Click the button below to generate a random plate appearance and see its predicted xwOBA compared to the actual outcome.
Actual wOBA values:
0.855 = Single, 1.248 = Double, 1.575 = Triple, 2.014 = Home Run
To begin, I created a Random Forest model using scikit-learn that predicts xwOBA based on two primary inputs: exit velocity (launch speed) and launch angle. The live demonstration you see above is a snapshot version of this model's logic. I used a large dataset of Statcast information to train the model, a common practice in baseball analytics to understand how batted ball characteristics translate to a team's offensive success.

This scatter plot shows the relationship between a batted ball's launch angle, exit velocity, and its wOBA value. The warmer colors (red/orange) indicate a higher wOBA, demonstrating the barrel zone of optimal launch angle and exit velocity.
The next phase of the project involved creating a model that, for a given player over a season, predicts their overall wOBA. This is a crucial metric in modern baseball, and the MLB itself uses a similar approach to generate player-specific statistics like xwOBA. By evaluating all of a player's batted balls over a season, these models provide a more stable and predictive measure of a player's offensive skill than traditional batting average or slugging percentage.

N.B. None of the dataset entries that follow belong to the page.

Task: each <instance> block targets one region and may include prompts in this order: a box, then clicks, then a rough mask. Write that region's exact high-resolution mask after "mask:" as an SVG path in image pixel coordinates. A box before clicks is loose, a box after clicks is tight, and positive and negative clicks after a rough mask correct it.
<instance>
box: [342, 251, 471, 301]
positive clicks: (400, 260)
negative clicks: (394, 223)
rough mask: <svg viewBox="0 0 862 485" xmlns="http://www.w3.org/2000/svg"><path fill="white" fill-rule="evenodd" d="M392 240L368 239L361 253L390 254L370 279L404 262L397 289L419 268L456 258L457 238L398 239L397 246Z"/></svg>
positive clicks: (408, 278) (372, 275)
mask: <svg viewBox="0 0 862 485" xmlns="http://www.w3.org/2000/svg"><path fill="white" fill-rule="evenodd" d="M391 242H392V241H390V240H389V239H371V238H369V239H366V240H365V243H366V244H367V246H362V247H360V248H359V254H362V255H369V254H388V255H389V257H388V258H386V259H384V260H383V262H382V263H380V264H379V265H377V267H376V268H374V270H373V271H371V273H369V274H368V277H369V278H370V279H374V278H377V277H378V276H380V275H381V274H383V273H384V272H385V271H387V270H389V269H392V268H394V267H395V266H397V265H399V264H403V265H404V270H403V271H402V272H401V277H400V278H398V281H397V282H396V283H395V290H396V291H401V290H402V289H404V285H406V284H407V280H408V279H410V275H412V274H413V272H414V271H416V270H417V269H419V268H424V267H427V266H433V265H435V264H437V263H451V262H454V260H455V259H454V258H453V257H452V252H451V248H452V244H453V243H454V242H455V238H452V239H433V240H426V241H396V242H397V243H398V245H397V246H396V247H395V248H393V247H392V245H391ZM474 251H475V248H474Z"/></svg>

The graph above shows the correlation between a player's actual wOBA and the xwOBA predicted by the initial model, a great way to validate the model's accuracy.
My key insight was that the direction of a batted ball might have a significant impact on its xwOBA, which is not currently captured by the base model. I hypothesized that pulled balls might have a different expected outcome than balls hit to the opposite field. By adding a feature to my model that distinguishes between these directions based on the batter's handedness, I was able to improve the model's accuracy. The improvement was small—a 4% increase in accuracy, but this is a significant finding in the world of data analytics where even a small gain can have a large impact. This demonstrates that while the MLB's current models are excellent, there's always room for refinement by incorporating more nuanced data points.